I am having difficulty with this proof:
It is the three sentences I have colored that is very difficult. Could someone please explain why they are true?
red line: I understand "Since A is an algebra", but why the conclusion?
green line: "Why does it follow that M(A)=M"?
blue text: I dont understand the conclusion?
Red Line: Take any $A_0 \in \mathcal A$. Since $\mathcal A$ is an algebra, it must be closed under finite intersection and complementation. Thus, $A_0 \cap A \in \mathcal A \subseteq \mathcal M$ and $A_0 $\ $A = A_0 \cap A^c \in \mathcal A \subseteq \mathcal M$. Then by definition of $\mathcal M(A)$, $A_0 \in \mathcal M(A)$ and since $A_0$ was arbitrary, $\mathcal A \subseteq \mathcal M(A)$.
Green Line: The monotone class generated by $\mathcal A$, which we call $\mathcal M$, is the smallest monotone class containing $\mathcal A$, meaning no other monotone class containing $\mathcal A$ is properly contained inside $\mathcal M$. It was shown above that $\mathcal M(M)$ is a a monotone class for any $M \in \mathcal M$. In particular, since any $A \in \mathcal A \subseteq \mathcal M$, we know that $\mathcal M(A)$ is a monotone class. The Red Line shows that $\mathcal A \subseteq \mathcal M(A)$. In words, it is a monotone class containing the algebra $\mathcal A$. Since $\mathcal M$ is the smallest monotone class containing $\mathcal A$, it must be contained in any other monotone class containing $\mathcal A$. In particular, $\mathcal M \subseteq \mathcal M(A)$. Certainly, since $\mathcal M(A)$ consists only of sets from $\mathcal M$ by definition, we get the opposite containment. So $\mathcal M(A) = \mathcal M$.

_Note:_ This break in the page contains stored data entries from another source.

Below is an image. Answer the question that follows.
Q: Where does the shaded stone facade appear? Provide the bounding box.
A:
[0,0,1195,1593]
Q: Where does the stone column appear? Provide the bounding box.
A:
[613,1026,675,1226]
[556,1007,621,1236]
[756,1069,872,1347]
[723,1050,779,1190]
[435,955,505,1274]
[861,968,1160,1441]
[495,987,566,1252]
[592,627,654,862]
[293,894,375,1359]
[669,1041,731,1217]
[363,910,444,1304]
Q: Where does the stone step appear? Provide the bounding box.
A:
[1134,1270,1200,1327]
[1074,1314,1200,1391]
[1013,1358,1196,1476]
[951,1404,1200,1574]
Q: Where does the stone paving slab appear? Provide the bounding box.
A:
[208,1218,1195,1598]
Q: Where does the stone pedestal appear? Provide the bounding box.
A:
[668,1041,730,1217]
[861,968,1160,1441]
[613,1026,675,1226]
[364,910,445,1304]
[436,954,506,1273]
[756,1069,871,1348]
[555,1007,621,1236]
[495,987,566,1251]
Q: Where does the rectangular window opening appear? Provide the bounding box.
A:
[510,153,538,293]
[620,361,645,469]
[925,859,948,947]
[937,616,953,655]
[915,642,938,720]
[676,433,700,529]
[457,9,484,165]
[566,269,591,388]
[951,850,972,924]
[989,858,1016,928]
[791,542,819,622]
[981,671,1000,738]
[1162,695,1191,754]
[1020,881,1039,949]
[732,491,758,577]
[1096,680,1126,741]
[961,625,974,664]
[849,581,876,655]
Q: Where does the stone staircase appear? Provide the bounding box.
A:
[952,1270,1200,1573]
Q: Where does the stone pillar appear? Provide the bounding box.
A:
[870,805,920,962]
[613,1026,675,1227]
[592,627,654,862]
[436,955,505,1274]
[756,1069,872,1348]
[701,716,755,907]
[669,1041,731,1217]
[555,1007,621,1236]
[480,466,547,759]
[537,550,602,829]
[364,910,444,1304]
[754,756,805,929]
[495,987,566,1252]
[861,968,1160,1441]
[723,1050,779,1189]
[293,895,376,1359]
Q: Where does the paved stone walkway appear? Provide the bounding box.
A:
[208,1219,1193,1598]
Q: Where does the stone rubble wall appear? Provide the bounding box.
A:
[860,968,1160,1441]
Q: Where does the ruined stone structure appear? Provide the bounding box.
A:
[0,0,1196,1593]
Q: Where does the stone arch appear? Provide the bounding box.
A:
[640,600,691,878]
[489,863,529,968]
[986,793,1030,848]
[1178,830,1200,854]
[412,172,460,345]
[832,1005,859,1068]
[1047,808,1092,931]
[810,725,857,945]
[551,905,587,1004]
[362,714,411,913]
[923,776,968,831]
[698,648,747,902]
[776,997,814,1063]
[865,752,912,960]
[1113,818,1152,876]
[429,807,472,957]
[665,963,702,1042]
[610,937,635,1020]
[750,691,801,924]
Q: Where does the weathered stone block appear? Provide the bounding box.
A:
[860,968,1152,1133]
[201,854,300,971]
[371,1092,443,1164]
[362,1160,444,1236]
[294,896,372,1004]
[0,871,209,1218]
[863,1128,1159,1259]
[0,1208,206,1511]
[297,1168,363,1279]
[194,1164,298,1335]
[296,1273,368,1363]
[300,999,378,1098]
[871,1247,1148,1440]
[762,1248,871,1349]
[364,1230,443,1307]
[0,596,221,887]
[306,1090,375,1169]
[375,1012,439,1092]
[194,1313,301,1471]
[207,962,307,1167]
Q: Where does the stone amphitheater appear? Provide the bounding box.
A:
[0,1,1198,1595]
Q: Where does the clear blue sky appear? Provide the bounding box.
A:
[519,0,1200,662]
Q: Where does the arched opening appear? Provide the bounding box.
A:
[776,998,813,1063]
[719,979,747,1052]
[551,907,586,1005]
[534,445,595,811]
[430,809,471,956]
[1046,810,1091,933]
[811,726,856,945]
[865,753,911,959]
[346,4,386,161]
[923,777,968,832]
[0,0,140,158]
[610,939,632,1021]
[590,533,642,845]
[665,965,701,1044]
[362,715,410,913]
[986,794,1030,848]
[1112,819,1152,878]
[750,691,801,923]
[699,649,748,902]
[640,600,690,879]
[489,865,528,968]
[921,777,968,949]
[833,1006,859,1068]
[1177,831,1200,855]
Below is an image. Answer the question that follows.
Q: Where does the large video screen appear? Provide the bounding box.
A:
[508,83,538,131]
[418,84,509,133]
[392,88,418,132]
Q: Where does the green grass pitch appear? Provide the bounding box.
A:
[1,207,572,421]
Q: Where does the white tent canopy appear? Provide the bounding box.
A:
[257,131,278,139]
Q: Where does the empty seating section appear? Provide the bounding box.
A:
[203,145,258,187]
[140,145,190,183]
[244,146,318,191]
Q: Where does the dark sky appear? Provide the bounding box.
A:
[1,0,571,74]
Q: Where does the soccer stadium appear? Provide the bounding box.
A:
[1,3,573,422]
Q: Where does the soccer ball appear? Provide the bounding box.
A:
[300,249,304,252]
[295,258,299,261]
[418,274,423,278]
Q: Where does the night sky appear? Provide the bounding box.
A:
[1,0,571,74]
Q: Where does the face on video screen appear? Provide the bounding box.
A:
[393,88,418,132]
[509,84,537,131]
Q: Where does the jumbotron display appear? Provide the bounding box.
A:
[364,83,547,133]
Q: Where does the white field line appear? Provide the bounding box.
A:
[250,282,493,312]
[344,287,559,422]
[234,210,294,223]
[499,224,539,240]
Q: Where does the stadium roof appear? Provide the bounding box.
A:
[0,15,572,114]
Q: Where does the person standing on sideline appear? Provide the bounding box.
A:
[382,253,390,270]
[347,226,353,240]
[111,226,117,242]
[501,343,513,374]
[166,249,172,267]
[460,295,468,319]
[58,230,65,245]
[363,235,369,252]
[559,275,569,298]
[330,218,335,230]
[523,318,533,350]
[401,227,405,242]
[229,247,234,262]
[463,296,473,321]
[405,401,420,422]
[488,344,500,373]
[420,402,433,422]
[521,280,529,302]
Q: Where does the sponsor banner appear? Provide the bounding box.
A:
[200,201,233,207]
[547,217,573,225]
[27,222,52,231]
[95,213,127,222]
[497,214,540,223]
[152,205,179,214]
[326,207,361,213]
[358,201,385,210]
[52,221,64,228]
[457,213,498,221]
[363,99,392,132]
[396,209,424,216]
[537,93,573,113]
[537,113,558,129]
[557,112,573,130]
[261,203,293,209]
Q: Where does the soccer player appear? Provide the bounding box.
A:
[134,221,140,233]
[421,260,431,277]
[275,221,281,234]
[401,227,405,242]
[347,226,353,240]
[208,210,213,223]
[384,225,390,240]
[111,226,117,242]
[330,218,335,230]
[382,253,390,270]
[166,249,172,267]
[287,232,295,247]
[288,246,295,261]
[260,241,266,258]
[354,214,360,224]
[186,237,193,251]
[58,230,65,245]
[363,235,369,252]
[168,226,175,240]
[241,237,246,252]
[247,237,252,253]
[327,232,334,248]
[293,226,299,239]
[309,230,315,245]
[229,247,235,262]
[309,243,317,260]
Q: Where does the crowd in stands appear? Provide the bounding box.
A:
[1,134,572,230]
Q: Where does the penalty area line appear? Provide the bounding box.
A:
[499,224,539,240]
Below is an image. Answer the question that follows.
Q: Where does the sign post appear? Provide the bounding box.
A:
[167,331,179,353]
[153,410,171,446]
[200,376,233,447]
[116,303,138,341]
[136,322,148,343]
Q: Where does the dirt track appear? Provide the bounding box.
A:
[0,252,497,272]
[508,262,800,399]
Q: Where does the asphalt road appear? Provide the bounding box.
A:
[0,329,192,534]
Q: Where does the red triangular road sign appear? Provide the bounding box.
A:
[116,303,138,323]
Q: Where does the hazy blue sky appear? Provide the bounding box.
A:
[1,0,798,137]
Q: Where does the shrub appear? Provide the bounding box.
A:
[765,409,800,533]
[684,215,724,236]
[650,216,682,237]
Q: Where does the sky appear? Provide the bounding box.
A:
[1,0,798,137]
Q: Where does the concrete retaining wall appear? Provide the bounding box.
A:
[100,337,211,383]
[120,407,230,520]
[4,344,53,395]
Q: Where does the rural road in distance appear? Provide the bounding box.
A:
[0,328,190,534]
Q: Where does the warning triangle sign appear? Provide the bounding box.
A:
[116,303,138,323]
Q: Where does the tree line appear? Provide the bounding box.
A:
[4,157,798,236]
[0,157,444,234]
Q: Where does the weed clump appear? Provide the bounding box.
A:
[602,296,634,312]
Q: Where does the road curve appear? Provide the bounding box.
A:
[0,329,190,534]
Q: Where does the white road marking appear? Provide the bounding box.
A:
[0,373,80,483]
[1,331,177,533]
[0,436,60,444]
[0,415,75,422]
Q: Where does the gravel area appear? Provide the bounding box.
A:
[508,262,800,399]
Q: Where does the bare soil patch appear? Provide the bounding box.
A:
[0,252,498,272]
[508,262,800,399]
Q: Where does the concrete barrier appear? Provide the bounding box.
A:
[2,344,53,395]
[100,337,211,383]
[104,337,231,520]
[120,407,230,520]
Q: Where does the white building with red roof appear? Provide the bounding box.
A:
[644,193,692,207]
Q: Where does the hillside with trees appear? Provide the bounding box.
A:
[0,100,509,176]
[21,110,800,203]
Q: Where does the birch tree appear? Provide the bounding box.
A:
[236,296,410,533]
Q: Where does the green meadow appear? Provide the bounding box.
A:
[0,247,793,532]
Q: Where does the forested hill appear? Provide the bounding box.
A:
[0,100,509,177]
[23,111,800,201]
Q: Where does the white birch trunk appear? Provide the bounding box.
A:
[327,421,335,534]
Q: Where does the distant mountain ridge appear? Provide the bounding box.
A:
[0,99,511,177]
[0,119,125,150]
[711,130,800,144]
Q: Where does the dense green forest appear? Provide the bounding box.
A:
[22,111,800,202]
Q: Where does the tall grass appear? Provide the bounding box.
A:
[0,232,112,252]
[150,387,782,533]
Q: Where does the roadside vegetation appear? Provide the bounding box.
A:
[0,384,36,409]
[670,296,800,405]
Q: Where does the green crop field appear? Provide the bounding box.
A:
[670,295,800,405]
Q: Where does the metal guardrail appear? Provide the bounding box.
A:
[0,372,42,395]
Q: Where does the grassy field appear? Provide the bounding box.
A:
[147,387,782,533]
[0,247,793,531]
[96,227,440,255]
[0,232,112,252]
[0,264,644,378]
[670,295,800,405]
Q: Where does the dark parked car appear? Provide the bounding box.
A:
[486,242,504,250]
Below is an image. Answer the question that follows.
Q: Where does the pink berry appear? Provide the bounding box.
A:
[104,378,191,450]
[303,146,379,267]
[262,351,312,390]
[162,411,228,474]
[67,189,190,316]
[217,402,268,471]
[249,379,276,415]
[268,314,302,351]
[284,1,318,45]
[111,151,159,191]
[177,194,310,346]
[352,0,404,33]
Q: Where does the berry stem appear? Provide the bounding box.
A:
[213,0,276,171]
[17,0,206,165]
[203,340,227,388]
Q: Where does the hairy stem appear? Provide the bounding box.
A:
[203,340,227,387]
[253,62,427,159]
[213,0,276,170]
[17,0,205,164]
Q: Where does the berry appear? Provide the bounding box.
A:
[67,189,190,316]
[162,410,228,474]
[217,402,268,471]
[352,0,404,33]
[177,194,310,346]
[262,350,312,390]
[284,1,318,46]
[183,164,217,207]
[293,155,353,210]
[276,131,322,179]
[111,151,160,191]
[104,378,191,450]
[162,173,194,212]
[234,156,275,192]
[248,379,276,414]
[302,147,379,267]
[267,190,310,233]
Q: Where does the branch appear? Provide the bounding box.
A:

Blue Line: A few words previous to the blue line says that $\mathcal A \subseteq \mathcal M(M)$ for all $M \in \mathcal M$. Again, in words this means that it is a monotone class that contains the algebra $\mathcal A$. Since $\mathcal M$ is the minimal/smallest monotone class containing $\mathcal A$, we must have $\mathcal M \subseteq \mathcal M(M)$. The other inclusion is trivial since $\mathcal M(M)$ is made up of sets from $\mathcal M$. Thus $\mathcal M(M) = \mathcal M$ for all $M \in \mathcal M$.